Attempting to stop the spread of Covid, state and federal governments coordinated to shut down nearly every business in the United States. Then, following the model of MMT, the federal government decided to spend, and spend, and spend, to combat the shutdown it had just imposed. Both Republican and Democrat-controlled administrations and congresses enacted trillions of dollars in Covid spending.

It is not hard to see that this spray and pray mentality of shooting bundles of cash into the economy and hoping it does not have any negative consequences was ripe for massive inflation from the beginning. Despite what MMT proponents may want you to believe, there is no way to abolish the laws of supply and demand. When there is a lot of something, it is less valuable. Massively increasing the supply of money in the economy will decrease the value of said money.
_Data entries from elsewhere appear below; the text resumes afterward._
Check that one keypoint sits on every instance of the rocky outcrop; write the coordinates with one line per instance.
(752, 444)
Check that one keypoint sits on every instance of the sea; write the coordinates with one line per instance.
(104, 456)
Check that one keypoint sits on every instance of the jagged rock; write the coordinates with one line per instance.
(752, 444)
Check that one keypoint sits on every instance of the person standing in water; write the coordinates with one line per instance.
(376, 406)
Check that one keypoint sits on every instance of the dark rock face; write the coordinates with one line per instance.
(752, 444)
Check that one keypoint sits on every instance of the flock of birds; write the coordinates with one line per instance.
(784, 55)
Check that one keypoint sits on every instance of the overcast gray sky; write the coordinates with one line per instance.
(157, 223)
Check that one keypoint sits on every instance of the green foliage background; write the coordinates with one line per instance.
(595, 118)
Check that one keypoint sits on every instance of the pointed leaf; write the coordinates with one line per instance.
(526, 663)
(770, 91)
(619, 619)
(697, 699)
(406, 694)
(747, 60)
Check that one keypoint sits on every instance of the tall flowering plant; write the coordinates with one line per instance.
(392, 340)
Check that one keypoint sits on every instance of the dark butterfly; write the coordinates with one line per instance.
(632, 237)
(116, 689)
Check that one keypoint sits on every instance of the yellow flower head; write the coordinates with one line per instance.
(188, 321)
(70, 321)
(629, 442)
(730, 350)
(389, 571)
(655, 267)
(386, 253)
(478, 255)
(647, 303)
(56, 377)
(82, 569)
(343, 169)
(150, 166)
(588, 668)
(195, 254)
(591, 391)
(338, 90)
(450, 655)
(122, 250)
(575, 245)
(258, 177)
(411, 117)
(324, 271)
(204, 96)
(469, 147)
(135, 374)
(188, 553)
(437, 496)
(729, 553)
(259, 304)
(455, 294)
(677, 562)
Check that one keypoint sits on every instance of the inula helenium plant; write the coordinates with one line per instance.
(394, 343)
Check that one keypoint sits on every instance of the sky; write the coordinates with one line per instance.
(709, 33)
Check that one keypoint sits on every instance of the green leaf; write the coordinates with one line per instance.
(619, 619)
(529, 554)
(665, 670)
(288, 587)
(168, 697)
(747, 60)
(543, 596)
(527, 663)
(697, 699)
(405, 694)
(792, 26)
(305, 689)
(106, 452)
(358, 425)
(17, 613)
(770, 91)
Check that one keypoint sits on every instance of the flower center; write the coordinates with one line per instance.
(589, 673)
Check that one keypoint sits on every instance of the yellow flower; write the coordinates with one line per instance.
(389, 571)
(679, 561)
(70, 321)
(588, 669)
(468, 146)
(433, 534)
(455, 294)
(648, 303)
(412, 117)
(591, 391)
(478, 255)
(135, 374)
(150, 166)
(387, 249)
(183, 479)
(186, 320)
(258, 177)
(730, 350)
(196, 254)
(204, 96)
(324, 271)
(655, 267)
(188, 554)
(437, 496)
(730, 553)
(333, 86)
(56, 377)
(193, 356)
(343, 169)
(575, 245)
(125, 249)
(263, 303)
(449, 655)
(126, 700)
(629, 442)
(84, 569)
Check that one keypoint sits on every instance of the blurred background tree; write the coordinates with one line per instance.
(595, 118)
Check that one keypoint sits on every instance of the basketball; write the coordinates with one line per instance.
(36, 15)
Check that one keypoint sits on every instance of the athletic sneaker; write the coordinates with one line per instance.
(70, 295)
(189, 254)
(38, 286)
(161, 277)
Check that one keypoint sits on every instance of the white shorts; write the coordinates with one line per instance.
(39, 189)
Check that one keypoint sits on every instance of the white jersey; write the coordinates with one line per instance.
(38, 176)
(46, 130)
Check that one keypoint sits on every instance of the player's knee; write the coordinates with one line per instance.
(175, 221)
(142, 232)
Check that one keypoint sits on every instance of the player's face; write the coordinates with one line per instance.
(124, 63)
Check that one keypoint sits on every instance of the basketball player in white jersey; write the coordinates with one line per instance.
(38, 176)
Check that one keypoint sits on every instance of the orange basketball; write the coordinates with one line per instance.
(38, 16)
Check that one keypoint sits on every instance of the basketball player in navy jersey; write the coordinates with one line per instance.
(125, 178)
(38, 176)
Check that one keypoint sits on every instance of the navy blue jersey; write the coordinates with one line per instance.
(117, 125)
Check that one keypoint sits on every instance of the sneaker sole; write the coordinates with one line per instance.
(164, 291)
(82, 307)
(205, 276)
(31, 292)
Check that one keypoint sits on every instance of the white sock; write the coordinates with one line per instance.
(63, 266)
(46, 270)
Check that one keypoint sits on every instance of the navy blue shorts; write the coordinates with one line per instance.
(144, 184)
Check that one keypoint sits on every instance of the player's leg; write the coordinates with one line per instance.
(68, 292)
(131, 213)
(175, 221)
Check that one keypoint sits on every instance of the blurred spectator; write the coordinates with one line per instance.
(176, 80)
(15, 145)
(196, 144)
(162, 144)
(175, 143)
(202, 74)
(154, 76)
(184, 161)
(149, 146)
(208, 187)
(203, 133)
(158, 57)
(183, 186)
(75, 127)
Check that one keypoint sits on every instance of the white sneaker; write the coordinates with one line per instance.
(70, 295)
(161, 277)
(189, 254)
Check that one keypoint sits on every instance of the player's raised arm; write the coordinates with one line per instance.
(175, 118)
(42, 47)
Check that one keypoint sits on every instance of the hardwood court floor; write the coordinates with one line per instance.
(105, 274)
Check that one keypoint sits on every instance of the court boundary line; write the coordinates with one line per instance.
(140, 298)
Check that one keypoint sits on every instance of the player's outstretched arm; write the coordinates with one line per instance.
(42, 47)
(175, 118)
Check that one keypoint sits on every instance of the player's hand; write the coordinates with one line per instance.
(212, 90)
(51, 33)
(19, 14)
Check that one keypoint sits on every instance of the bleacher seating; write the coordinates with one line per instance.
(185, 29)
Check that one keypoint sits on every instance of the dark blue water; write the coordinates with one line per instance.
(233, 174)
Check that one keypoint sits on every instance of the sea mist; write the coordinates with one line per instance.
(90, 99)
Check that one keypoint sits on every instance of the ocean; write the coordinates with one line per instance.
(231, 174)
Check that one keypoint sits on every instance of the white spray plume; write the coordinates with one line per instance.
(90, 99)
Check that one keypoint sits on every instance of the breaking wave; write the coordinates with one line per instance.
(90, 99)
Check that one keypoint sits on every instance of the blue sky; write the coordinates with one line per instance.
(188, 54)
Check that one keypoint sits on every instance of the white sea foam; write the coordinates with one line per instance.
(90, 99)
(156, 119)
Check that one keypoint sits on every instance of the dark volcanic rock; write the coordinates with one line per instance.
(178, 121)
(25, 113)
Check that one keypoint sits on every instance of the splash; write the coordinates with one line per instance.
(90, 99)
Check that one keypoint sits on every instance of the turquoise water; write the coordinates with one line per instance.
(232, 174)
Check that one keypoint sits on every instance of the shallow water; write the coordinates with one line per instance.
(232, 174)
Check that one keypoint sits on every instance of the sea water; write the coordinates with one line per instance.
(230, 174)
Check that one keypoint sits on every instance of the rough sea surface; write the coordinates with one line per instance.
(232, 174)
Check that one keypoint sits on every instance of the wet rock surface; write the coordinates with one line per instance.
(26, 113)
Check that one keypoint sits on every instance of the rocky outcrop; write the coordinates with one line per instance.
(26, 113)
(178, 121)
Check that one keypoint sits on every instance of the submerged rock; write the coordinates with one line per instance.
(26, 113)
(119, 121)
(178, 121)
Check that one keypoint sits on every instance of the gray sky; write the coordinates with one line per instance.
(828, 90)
MMT economists seemed woefully unaware of this reality prior to the pandemic. Lecturing at Stoney Brook University, Kelton attempted to soothe worries about inflation by explaining that (in the modern economy) the government simply instructs banks to increase the number of dollars in someone’s bank account rather than physically printing the US Dollar and putting it into circulation. Somehow — through means that were never entirely clear — this fact was supposed to make people feel better.

In reality, there is no difference between changing the number in someone’s bank account or printing money. In both cases, the result is the same, the supply of money has increased. Evidence of MMTs inflationary effects are now everywhere.